Sometimes I catch myself thinking about what my life would be like if I didn't have CF. If I was just a normal care free 21 year old. My current dilemma that has got me thinking is health insurance. I find myself planning my entire life around it! My job I'm going to school for I know will get my great insurance, but what happens if I get really sick and can't work? If I get married and lose my Dad's amazing insurance while this guy have a good job that will have insurance and pay to help support me and my medical needs? Should I go out tonight or should I rest cause my bodies recovering from a cold that a normal 21 year old would of bounced back from 4 days ago, and my bodies completely worn out from all the coughing I've been doing. Tomorrow afternoon I have to make sure I'm home for my Tobra levels to be drawn to make sure my dosage is right, do I have the money to pay those bills that some how slipped through the cracks and made it to collections on top of my new antibiotics.... These are things that I've had on my mind the last few days, and many times throughout my life. I want to know what a normal 21 year old thinks about? What would my life be like without CF?

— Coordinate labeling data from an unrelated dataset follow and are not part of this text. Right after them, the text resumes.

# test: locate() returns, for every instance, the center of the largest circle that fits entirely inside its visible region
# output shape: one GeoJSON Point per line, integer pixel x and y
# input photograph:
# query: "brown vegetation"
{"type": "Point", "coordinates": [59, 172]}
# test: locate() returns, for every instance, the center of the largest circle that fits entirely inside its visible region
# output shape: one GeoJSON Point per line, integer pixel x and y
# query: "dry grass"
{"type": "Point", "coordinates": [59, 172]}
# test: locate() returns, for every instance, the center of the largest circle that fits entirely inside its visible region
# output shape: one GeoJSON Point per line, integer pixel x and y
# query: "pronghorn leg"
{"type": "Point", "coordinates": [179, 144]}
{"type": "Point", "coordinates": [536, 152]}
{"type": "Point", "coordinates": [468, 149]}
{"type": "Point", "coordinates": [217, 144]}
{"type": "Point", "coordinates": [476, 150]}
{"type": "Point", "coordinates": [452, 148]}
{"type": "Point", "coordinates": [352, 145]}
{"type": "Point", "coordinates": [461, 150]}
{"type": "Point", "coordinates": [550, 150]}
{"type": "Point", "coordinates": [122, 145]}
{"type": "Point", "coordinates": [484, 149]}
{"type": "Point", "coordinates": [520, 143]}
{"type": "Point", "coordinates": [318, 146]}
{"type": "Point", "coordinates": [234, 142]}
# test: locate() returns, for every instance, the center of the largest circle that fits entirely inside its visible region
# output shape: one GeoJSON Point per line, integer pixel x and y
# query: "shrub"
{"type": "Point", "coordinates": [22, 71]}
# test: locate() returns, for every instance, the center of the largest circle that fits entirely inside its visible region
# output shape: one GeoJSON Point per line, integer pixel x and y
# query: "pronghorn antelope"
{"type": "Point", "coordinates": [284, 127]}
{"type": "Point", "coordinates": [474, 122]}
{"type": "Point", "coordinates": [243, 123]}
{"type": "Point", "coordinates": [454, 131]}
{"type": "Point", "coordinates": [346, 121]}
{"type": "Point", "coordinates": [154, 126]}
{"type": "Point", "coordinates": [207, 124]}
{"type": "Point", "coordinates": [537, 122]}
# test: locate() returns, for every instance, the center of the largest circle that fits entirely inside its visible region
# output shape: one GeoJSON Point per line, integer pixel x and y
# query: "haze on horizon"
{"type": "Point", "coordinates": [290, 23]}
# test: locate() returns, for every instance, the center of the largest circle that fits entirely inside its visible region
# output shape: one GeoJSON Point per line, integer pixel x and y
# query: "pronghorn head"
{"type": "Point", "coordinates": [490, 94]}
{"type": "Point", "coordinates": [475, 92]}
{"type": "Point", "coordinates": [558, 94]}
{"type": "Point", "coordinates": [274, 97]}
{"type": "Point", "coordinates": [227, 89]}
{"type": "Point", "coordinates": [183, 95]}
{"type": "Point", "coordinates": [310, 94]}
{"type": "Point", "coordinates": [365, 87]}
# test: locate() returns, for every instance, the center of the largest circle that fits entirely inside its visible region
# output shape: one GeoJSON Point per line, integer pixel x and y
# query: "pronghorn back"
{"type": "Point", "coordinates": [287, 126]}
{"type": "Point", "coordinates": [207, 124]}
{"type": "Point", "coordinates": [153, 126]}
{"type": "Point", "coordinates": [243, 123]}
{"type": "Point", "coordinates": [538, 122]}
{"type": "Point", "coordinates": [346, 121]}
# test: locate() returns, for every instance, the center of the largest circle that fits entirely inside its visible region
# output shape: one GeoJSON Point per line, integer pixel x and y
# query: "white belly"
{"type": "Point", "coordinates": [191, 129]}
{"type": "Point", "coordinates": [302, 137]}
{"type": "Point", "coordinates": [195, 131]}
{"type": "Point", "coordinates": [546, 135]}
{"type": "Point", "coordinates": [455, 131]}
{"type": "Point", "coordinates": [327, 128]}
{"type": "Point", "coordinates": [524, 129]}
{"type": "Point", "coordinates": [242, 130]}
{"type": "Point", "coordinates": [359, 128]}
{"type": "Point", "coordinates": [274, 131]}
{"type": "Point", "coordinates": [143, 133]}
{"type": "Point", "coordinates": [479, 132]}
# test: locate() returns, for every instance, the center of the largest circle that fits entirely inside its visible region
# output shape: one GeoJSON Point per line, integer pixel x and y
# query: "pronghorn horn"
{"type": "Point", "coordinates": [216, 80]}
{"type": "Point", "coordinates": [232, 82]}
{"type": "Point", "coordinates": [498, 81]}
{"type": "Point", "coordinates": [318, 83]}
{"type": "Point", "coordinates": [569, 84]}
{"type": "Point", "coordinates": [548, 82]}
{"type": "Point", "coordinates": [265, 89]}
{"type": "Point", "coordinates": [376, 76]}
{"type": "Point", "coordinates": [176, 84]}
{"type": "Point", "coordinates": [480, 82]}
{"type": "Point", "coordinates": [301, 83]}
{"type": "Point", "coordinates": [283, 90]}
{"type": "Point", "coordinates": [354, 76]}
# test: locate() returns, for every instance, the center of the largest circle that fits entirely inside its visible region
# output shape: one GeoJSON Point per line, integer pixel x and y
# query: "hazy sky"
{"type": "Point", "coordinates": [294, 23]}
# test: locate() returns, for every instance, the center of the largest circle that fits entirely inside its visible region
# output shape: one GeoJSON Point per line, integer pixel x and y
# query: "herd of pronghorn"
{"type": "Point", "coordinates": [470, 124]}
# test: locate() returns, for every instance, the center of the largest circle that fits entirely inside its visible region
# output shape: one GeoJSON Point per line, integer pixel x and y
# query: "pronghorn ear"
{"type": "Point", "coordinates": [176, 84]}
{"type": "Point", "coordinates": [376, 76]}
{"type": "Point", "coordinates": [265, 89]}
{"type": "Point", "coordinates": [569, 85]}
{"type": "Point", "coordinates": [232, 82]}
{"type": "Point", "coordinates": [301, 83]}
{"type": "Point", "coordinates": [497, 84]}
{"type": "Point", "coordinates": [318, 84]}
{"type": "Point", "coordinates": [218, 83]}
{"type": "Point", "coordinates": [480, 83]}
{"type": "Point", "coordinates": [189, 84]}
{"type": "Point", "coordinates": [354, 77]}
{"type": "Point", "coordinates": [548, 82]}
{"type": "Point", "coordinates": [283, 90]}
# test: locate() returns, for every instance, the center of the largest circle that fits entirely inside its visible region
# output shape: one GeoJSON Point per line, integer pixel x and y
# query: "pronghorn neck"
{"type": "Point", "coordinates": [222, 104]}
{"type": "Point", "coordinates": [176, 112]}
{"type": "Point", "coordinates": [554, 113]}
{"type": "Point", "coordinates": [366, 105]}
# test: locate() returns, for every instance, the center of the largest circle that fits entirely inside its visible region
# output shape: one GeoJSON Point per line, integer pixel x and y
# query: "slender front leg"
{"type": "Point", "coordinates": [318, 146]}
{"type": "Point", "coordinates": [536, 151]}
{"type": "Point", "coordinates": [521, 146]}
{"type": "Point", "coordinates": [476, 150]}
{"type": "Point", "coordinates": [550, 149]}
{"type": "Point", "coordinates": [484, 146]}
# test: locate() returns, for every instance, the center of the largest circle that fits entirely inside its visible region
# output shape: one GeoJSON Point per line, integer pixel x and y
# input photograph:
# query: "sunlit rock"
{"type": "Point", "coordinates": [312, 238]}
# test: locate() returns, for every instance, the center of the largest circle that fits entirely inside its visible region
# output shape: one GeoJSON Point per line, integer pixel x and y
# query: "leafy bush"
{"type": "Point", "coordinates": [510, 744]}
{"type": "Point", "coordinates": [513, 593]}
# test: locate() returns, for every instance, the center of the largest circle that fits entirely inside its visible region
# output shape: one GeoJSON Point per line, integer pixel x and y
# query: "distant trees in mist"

But then I remind myself that everyone has their own problems, just because someones life looks care free and fun I don't know what's happening behind closed doors or what their worries in life are. I remind myself of all the amazing people CF has brought into my life, and best friends that live all over the country that CF has brought me. I look at myself and see a strong positive young lady, and see how all my trials that have come with CF have shaped me into who I am today. CF brought me back to Las Vegas for school, which brought me back to my church.
So what would my life be like without CF? I don't know.... but even though some days I may be overwhelmed and wish I wasn't a 21 year old with a chronic illness, I remind myself of all the blessings I have in my life and all that having CF has given me and I smile.